In Chapter 3, we develop an R package DoubletCollection to integrate the installation and execution of different doublet-detection methods. Traditional benchmark studies can be quickly out-of-date due to their static design and the rapid growth of available methods. DoubletCollection addresses this issue in benchmarking doublet-detection methods for scRNA-seq data. DoubletCollection provides a unified interface to perform and visualize downstream analysis after doublet-detection. Additionally, we created a protocol using DoubletCollection to execute and benchmark doublet-detection methods. This protocol can automatically accommodate new doublet-detection methods in the fast-growing scRNA-seq field.

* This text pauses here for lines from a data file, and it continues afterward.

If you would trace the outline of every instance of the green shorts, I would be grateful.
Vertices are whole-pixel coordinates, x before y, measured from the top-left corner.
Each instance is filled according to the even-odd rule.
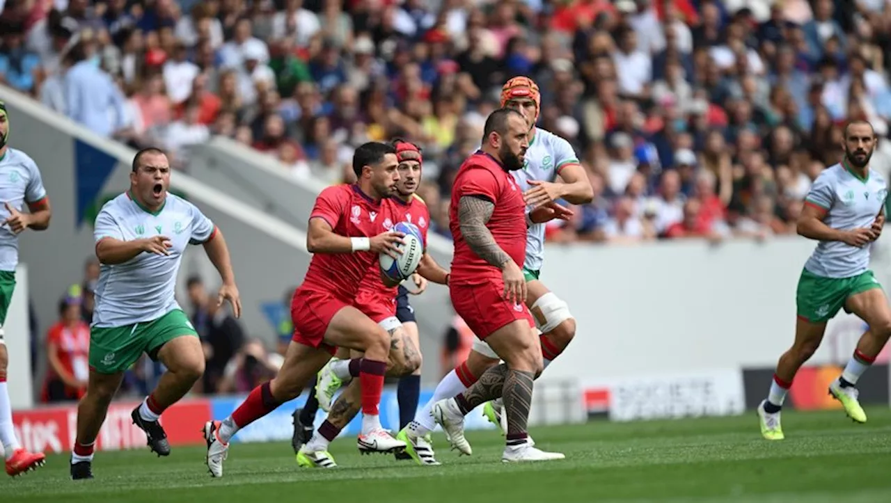
[[[533,280],[537,280],[538,276],[542,273],[541,270],[533,271],[531,269],[523,268],[523,278],[526,278],[526,282],[528,283]]]
[[[12,302],[14,290],[15,271],[0,271],[0,327],[6,322],[6,313],[9,312],[9,304]],[[3,338],[2,335],[0,338]]]
[[[795,299],[798,317],[813,323],[829,321],[851,296],[880,288],[871,271],[850,278],[824,278],[803,270]]]
[[[100,374],[117,374],[130,368],[143,353],[157,359],[165,343],[184,336],[198,337],[181,309],[164,316],[123,327],[90,329],[90,367]]]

In Chapter 4, we conduct the first comprehensive empirical study to explore the best modeling strategy for autoencoder-based imputation methods specific to scRNA-seq data. The autoencoder-based imputation method is a family of promising methods to denoise sparse scRNA-seq data; however, the design of autoencoders has not been formally discussed in the literature. Current autoencoder-based imputation methods either borrow the practice from other fields or design the model on an ad hoc basis. We find that the method performance is sensitive to the key hyperparameter of autoencoders, including architecture, activation function, and regularization. Their optimal settings on scRNA-seq are largely different from those on other data types. Our results emphasize the importance of exploring hyperparameter space in such complex and flexible methods. Our work also points out the future direction of improving current methods.